For reasons I have expressed in earlier posts, I am opposed to the death penalty. I simply do not trust our criminal justice system enough to make a life or death decision on the innocence or guilt of an individual (based on recent news concerning Dr. West and others, it seems my distrust in the system is completely justified). I am very pleased to learn that the Colorado General Assembly is taking a hard look at this issue and considering repealing the death penalty and using the money saved to help investigate cold cases.
The Rocky Mountain News reports:
The idea of abolishing the death penalty in Colorado and using the money it takes to prosecute such cases to solve so-called cold cases stirred debate in a House committee late into the night Monday.
House Majority Leader Paul Weissmann, D-Louisville, revived his bill that just missed passing the House in 2007. The threat of death does not deter people from committing murders, he said, and the $370,000 spent to prosecute those cases could be better spent on investigating unsolved murders.

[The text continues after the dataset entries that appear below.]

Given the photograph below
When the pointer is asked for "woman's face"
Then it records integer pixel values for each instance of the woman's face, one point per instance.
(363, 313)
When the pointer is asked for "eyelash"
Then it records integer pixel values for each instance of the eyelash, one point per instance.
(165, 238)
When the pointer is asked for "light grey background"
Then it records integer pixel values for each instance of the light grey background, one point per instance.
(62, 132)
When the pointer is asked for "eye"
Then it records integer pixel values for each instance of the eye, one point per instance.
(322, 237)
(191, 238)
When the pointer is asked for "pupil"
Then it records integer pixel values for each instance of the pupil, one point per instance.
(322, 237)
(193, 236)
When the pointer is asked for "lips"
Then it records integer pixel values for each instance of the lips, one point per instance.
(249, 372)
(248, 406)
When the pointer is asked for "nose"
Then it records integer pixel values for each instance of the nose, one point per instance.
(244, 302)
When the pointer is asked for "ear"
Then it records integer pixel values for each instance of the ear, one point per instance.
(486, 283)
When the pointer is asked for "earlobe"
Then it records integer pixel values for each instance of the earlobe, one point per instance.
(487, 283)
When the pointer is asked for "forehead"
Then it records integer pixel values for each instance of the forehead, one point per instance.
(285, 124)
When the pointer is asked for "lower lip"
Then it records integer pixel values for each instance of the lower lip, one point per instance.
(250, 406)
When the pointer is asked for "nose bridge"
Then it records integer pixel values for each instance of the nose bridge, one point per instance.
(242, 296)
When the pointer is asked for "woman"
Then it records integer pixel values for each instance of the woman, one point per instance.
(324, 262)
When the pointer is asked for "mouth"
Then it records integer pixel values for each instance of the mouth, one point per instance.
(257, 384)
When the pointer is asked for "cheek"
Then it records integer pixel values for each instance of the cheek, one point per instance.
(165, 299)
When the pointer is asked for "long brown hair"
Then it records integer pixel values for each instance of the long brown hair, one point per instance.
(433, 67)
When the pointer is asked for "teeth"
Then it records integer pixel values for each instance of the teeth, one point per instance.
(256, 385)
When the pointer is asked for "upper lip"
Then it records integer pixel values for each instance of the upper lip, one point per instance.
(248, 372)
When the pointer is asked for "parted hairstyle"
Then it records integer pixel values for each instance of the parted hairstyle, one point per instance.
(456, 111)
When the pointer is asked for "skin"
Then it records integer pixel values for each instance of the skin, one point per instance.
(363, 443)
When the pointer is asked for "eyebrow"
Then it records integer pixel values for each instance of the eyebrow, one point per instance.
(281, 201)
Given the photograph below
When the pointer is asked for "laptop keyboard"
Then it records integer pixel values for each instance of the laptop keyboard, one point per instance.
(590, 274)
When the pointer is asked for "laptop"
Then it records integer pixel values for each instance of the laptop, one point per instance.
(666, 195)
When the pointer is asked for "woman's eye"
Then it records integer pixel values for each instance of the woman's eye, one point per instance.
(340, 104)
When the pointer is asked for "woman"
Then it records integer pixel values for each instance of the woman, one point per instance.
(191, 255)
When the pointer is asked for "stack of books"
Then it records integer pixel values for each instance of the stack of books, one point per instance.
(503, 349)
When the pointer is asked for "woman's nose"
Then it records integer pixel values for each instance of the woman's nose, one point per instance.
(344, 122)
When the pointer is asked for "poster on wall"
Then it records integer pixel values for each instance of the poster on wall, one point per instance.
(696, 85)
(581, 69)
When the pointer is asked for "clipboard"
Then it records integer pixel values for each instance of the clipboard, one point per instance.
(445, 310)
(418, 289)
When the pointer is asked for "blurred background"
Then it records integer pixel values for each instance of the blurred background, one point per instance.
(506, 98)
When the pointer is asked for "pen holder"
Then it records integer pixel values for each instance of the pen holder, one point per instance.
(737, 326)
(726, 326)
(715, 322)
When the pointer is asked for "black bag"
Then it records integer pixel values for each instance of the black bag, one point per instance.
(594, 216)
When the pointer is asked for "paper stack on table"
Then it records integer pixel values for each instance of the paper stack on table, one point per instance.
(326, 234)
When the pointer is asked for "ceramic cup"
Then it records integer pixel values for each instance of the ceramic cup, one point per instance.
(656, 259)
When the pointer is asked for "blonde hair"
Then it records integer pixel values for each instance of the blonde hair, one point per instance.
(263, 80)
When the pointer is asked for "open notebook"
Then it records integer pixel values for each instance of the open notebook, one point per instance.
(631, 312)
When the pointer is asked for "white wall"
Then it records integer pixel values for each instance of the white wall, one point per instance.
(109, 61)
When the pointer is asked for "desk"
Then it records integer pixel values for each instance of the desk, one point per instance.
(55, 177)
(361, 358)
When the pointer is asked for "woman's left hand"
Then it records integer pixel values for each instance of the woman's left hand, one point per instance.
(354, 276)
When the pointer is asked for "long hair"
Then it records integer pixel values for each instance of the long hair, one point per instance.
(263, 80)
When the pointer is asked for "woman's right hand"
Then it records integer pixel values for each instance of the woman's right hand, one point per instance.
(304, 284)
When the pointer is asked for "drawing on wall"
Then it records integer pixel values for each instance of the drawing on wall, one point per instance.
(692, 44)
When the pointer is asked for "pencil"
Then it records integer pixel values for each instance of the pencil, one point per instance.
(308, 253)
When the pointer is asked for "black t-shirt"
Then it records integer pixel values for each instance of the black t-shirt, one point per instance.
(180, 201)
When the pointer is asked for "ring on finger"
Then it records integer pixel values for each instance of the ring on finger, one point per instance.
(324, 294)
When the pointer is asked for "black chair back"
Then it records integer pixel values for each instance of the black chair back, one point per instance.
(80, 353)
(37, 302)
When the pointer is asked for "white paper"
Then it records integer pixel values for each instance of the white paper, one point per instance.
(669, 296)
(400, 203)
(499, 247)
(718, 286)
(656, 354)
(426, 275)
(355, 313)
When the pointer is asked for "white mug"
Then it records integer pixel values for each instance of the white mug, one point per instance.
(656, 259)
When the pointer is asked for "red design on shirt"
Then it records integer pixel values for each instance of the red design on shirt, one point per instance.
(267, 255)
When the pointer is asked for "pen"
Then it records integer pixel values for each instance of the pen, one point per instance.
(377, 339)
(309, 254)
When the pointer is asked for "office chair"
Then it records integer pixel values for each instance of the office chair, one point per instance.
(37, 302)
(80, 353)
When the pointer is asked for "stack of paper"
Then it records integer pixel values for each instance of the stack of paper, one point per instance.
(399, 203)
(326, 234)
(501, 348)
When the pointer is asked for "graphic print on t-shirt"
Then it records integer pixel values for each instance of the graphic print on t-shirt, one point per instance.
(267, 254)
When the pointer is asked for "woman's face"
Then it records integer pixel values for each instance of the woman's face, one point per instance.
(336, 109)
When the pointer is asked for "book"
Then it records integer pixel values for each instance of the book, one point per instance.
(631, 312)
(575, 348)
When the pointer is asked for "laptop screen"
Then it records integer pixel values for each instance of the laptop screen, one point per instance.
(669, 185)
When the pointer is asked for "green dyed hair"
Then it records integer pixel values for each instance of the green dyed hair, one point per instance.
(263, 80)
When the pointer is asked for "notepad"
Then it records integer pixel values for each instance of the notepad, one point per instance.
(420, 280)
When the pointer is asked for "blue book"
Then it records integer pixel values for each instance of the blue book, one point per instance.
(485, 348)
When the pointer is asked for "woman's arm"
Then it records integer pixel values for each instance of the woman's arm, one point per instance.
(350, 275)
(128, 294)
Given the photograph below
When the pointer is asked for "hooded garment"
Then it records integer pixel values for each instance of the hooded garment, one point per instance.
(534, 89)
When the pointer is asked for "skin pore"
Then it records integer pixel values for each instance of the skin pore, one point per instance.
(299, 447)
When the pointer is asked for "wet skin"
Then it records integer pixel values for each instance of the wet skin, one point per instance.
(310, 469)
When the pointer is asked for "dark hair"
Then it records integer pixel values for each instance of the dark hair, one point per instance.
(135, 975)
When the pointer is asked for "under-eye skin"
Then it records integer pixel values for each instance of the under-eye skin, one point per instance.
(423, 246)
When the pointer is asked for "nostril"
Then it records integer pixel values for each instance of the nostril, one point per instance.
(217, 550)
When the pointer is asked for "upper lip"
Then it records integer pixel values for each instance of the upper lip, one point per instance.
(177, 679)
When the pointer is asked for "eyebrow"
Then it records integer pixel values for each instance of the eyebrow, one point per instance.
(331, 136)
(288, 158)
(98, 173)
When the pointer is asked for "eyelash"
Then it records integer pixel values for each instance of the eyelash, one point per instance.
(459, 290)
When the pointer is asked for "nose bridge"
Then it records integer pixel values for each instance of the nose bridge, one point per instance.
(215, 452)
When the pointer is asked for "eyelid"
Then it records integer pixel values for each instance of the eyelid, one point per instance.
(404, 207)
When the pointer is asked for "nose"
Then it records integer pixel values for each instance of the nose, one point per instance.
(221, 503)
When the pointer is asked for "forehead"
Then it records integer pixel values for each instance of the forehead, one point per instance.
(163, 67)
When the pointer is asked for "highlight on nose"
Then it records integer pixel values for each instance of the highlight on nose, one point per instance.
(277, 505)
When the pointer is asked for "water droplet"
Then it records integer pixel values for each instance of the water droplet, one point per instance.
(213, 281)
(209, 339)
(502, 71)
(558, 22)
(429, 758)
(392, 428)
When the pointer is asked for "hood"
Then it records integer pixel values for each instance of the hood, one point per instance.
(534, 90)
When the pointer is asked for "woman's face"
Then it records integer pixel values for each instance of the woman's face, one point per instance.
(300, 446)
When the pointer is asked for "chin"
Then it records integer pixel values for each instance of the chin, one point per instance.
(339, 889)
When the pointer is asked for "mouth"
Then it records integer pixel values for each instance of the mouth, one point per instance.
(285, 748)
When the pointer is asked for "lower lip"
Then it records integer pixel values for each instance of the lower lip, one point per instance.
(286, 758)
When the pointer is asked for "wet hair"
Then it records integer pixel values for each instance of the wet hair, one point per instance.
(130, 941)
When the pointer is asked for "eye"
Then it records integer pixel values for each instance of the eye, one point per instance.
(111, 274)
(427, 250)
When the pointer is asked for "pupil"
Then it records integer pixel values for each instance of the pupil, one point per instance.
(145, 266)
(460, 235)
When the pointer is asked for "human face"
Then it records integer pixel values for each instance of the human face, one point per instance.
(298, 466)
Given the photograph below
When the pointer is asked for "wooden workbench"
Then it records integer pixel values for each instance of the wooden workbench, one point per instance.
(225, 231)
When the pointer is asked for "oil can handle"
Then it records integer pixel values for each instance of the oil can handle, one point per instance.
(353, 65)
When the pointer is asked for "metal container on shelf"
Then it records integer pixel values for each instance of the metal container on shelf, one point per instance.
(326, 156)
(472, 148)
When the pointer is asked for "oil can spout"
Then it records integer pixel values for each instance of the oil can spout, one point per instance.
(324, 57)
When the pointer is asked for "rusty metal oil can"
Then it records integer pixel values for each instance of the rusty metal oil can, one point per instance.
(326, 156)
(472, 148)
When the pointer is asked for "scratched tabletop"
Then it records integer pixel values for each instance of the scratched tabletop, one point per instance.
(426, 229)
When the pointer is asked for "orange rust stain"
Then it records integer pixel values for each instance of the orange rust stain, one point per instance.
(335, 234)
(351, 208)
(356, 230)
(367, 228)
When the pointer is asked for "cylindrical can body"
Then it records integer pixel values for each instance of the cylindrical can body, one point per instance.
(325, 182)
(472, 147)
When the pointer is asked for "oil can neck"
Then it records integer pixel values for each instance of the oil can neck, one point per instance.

Since 1967, Colorado has executed one person and there are only two people on death row, Weissmann said. During that time, there have been 1,435 unsolved homicides.
Considering that the death penalty is so rarely enforced in Colorado, it seems to me that even those who support the death penalty should recognize the incredible costs associated with placing less than a handful of individuals on death row. The families of these 1,435 victims have just as much right to bring the killers of their loved ones to justice as those who wait for the day of execution for the ones who have taken their loved ones from them.
The article continues:
But several opponents of Weissmann’s bill said it’s based on a false argument.
Attorney General John Suthers noted that the Homicide Assistance Unit that works to solve and prosecute death penalty cases also has assisted 19 of the state’s 22 judicial districts with cold cases.
Colorado Bureau of Investigation Director Ron Sloan said that a Cold Case Task Force formed in 2007 is nearing the point where it will bring together federal, state and local analysts to review cases that are referred to it.
Plus, Suthers said, there are times when the possibility of receiving the death penalty is necessary to deter crimes. Those include instances in which someone who has been sentenced to or is facing life in prison might want to kill witnesses or commit an act of terrorism, he said.
I disagree that the bill makes a “false argument.” If the state saves $370,000 by no longer prosecuting death penalty cases, that’s $370,000 the cold case units have to work with that they currently do not. And if Colorado has only executed one person since 1967, how does having the death penalty on the books deter individuals from committing homicide?
I think we all instinctively know the answer: it doesn’t.